On n’en a sans doute pas assez parlé, mais les grèves de la SNCF et des contrôleurs aériens avaient la même cause : les projets de déréglementation voulus par l’Union européenne. Les grévistes refusent, à raison, le démantèlement artificiel et dogmatique des services publics.
Une logique de petits pas
La manière dont avance cette construction européenne est fondamentalement sournoise. Elle fuit les votes populaires qui exposent ses projets sous une lumière trop crue. Elle préfère avancer petit à petit, de manière technique, sur des périodes longues, comme pour le démantèlement du service public ferroviaire. Le texte contre lequel les grévistes protestaient est le 4ème paquet ferroviaire. Un précédent paquet nous a déjà imposé l’ubuesque coupure en deux de la SNCF, qui a enfanté RFF (Réseau ferré de France). L’objectif est encore une fois de mettre en concurrence le transport ferroviaire.
Par conséquent, il faut séparer la gestion du réseau de la gestion du transport. Cela a été fait en partie, mais le nouveau projet doit permettre de le faire en totalité puisque 50 000 salariés de la SNCF seraient transférés vers RFF qui gèrerait intégralement le réseau, imposant la constitution d’une 3ème entité pour superviser les rapports entre RFF et les entreprises qui utiliseraient son réseau. C’est la même logique qui est à l’œuvre pour l’électricité avec EDF, ERDF et RTE. L’objectif de la Commission européenne : ouvrir les lignes intérieures (TER et Intercités) à la concurrence à partir de 2019.

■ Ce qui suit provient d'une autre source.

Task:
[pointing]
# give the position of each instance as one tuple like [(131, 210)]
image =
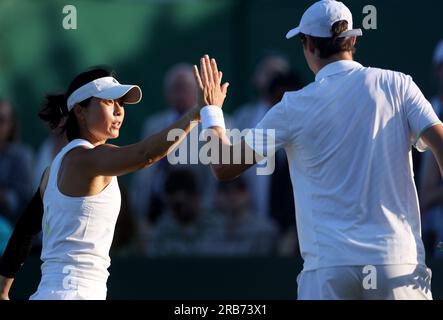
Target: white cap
[(105, 88), (438, 53), (319, 18)]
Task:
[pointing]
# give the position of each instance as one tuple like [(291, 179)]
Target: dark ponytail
[(55, 107)]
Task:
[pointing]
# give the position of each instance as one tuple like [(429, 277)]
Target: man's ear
[(310, 45), (79, 111)]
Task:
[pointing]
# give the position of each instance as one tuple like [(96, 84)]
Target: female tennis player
[(78, 201)]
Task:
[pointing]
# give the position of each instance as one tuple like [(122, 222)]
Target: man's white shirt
[(348, 139)]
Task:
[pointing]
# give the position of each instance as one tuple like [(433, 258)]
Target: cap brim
[(292, 33), (351, 33), (131, 94)]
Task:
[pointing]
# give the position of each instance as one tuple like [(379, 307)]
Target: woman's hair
[(55, 107), (330, 46)]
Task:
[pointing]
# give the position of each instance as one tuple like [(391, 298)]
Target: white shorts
[(60, 288), (382, 282)]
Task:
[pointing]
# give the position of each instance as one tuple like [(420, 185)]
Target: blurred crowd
[(182, 210)]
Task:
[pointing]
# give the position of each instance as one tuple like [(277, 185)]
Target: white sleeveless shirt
[(77, 232)]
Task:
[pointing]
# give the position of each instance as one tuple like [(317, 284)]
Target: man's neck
[(338, 57)]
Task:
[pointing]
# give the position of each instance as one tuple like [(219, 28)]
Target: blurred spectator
[(15, 166), (147, 192), (185, 229), (244, 233), (249, 115), (431, 184)]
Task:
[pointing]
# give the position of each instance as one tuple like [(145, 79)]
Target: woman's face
[(102, 119)]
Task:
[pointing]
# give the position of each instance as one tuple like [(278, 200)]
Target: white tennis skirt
[(61, 287)]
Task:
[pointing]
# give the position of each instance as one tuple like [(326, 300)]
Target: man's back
[(348, 139)]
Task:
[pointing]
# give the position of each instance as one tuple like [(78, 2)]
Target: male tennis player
[(348, 139)]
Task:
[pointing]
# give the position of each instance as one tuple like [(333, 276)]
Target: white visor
[(105, 88)]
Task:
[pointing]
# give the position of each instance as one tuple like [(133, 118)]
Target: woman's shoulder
[(19, 149)]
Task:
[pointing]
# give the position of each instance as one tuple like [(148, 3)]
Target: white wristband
[(212, 116)]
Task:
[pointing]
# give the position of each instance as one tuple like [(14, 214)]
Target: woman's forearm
[(159, 145)]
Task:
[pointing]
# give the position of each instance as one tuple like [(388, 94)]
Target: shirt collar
[(337, 67)]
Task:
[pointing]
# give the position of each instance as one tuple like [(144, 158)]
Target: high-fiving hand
[(210, 89)]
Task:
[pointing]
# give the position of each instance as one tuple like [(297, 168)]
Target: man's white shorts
[(380, 282)]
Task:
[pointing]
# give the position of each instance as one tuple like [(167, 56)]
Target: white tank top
[(78, 231)]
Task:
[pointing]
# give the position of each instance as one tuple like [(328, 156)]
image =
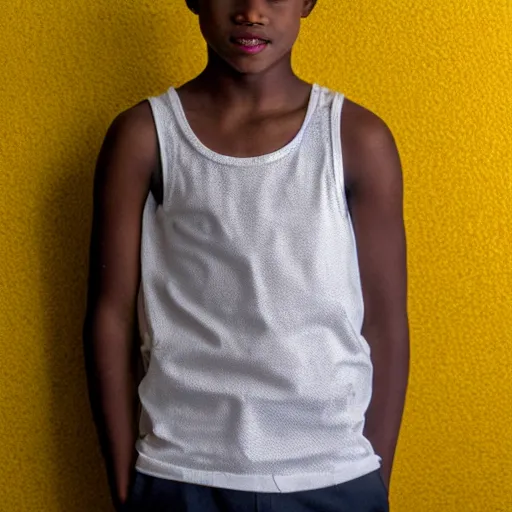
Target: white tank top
[(250, 310)]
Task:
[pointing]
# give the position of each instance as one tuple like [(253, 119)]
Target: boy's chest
[(249, 137)]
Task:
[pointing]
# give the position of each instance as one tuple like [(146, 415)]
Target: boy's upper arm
[(126, 164), (373, 181)]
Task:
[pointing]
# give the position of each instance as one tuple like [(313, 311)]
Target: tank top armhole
[(160, 112), (337, 152)]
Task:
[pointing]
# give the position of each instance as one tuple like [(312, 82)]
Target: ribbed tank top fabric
[(250, 312)]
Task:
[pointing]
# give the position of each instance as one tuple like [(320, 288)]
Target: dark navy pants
[(365, 494)]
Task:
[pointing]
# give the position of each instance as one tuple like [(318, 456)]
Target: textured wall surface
[(440, 75)]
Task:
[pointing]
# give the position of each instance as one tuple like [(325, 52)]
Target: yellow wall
[(439, 72)]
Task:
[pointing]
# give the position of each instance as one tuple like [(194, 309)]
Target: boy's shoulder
[(133, 133), (367, 142)]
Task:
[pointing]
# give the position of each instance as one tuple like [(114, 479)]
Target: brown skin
[(240, 105)]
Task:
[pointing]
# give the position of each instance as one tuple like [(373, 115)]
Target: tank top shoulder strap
[(167, 130)]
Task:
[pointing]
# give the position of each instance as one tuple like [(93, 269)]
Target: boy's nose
[(251, 12)]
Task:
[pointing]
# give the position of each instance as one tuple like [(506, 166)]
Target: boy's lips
[(250, 43)]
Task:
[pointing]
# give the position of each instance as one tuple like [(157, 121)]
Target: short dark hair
[(192, 5)]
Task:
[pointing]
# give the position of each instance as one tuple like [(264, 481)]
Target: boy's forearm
[(113, 398), (390, 357)]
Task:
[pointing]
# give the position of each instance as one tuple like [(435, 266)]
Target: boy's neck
[(269, 89)]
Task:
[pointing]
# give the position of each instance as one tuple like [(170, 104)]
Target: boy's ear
[(307, 7)]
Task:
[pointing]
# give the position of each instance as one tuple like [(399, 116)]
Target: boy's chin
[(249, 66)]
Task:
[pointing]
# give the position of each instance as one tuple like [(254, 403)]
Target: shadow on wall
[(65, 211)]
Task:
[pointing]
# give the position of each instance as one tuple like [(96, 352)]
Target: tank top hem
[(259, 483)]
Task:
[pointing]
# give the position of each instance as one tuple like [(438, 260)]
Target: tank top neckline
[(234, 160)]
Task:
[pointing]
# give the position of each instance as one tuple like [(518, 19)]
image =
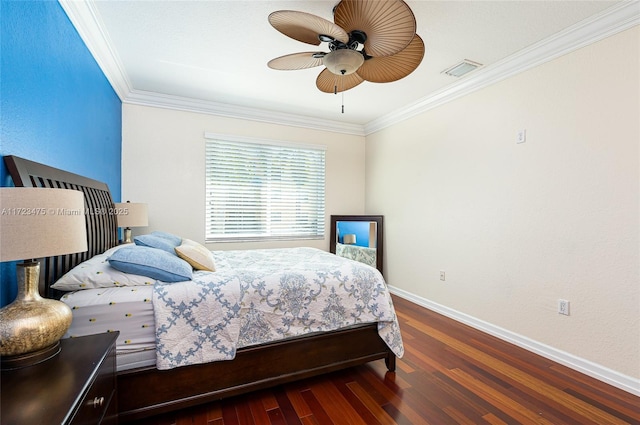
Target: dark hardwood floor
[(450, 374)]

Les contrôleurs aériens protestaient pour des raisons similaires. En effet, avec le projet Ciel unique 2+, la Commission « veut unifier la navigation aérienne entre les différents pays européens, en créant six blocs aériens, qui fonctionneraient notamment avec un système informatique commun ». Une des idées serait de couper en 3 l’actuelle direction générale de l’aviation civile, avec possibilité d’en externaliser une partie et de la soumettre à la concurrence. La CGT dénonce « l’attaque directe contre le caractère de service public de ce secteur d’activité » et « l’atteinte à la souveraineté nationale ».
Des projets révoltants
Les projets de la Commission européenne sont totalement scandaleux. Le démantèlement des services publics n’a en aucun cas prouvé son efficacité sur les secteurs comme l’électricité ou le train, bien au contraire. La libéralisation provoque une envolée des prix (perte d’économies d’échelle, complexification de la régulation, envolée des profits et des dépenses de communication) car ces secteurs ne sont pas des secteurs où il est pertinent d’avoir plusieurs opérateurs. Il faut mettre en place une concurrence artificielle qui aboutit le plus souvent à affaiblir les opérateurs historiques.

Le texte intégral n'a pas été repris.